In vitro anticancer evaluation of the compounds 1 and 2 was carried out with the Dalton’s lymphoma (DL) malignant cancer cell line. Dalton’s lymphoma (DL) serves as an invaluable model in cancer research, due to its efficacy in preclinical studies for assessing both novel and established drugs in treating a range of cancers. Dalton’s lymphoma is a transplantable T-cell lymphoma isolated by Dr. Dalton from the thymus of a dba 212 mouse at the National Cancer Institute [119]. Dalton’s lymphoma stands as a rigorously characterized and reproducible transplantable tumor model, and is integral to drug development endeavors. Upon the introduction of DL cells into the abdominal cavity of healthy recipient mice, tumorigenesis promptly ensues with notable vigor. Maintenance of Dalton’s lymphoma in laboratory settings is facilitated through ascites by serial transplantation in mice via intraperitoneal injection of 5 × 105 cells per mouse [120]. The DL cells were grown in a CO2 incubator (Eppendorf, New brunswick Galaxy 170s, Hamburg, Germany) at 37 °C with 5% CO2. The RPMI-1640 medium was supplemented with 10% fetal bovine serum (FBS), gentamycin (20 mg/mL), streptomycin (100 mg/mL) and penicillin (100 IU). In this study, 80% confluents of rapidly developing cells were sub-cultured. The different doses (0.01, 0.1, 0.5, 1, 5 and 10 μM) of the compounds were prepared in phosphate buffered saline (PBS; pH = 7.4). To observe the compounds’ potential in normal healthy cells, peripheral blood mononuclear cells (PBMC) were used.

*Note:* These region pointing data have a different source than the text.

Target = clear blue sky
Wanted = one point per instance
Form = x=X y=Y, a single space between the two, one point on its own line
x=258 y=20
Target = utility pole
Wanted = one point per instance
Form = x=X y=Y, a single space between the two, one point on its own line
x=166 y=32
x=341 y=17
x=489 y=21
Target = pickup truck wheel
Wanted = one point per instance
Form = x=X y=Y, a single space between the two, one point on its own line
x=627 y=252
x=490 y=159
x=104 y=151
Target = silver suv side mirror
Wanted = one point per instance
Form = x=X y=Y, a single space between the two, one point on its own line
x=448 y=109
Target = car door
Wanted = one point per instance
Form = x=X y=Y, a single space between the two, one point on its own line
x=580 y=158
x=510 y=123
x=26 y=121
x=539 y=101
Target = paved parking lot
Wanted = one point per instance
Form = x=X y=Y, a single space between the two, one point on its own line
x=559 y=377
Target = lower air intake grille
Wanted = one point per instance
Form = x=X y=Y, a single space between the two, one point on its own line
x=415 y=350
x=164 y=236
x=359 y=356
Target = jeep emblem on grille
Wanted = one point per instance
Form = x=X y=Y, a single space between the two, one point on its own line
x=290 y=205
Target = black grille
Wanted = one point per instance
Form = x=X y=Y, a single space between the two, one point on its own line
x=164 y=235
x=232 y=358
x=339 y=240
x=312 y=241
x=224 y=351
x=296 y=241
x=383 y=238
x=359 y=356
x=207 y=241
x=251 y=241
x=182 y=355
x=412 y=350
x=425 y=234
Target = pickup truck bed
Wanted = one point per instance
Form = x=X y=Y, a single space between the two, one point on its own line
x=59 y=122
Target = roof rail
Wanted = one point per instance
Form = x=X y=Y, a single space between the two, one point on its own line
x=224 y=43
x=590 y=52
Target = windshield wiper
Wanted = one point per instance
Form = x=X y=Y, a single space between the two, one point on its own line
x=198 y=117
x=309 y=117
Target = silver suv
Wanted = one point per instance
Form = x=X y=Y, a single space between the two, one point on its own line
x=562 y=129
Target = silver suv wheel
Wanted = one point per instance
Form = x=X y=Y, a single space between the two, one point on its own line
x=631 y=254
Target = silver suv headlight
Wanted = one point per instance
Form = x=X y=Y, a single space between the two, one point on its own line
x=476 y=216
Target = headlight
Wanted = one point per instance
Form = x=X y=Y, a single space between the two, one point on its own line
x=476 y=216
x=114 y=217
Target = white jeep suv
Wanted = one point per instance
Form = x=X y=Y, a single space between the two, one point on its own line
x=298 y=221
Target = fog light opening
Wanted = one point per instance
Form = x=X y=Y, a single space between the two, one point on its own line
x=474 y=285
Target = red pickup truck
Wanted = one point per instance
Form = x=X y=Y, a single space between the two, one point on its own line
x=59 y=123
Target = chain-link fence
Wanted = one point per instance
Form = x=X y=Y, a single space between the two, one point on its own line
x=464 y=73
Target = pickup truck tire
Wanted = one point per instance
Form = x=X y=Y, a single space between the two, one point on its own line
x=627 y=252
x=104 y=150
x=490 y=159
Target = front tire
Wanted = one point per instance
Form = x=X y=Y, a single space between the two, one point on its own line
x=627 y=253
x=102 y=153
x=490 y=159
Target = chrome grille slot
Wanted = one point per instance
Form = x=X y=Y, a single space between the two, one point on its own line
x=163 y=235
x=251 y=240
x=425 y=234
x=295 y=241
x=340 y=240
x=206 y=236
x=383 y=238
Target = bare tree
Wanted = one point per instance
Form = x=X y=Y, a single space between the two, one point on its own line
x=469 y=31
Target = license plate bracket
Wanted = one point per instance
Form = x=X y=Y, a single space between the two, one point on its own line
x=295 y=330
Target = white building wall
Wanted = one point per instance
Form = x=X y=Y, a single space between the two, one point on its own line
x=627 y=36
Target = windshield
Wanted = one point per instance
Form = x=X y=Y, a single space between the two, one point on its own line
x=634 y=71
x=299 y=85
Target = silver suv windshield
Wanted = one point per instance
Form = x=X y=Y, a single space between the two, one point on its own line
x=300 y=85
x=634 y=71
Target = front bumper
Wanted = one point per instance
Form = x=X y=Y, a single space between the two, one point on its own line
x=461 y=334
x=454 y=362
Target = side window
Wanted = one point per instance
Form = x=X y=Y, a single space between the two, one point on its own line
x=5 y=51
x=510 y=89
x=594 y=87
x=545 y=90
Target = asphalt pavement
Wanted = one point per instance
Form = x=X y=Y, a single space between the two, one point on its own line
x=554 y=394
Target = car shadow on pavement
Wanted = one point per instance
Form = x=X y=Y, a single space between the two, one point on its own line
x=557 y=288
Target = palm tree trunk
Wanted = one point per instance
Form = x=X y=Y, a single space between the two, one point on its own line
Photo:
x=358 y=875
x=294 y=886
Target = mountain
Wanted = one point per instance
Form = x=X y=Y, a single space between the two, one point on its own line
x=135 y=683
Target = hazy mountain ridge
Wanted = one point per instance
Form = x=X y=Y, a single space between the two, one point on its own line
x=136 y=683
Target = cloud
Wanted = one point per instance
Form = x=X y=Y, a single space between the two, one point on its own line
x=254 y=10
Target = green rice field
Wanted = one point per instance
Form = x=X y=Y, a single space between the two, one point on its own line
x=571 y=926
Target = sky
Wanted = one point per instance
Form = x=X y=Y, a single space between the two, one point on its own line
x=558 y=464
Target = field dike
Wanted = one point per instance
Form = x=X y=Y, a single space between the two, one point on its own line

3.5. Cytotoxicity Study Using Trypan Blue Exclusion Method

The trypan blue exclusion assay is a well-known technique that is used to evaluate the cytotoxic behavior of compounds by selectively staining dead cells [121]. This assay is based on the fact that polar dyes like trypan blue are impermeable to viable cells with intact cell membranes, but can easily enter through damaged cell membranes of dead cells, thereby staining them blue. In the present study, the cytotoxic potential of eachcompound against DL cancer cells was determined using different concentrations (0.01, 0.1, 0.5, 1, 5 and 10 μM) using 96 cell culture plates (Thermo Scientific, Waltham, MA, USA, Cat. No: 265301). Following the staining process, viable and non-viable cells were identified based on their different staining colors. Based on the percentage cytotoxicity results, the IC50 values, the half maximum inhibitory concentrations of the compounds were determined using the dose response non-linear curve fit model, following the equation form shown below:
y = A1 + (A2 − A1)/(1 + 10^((LOGx0 − x) × p))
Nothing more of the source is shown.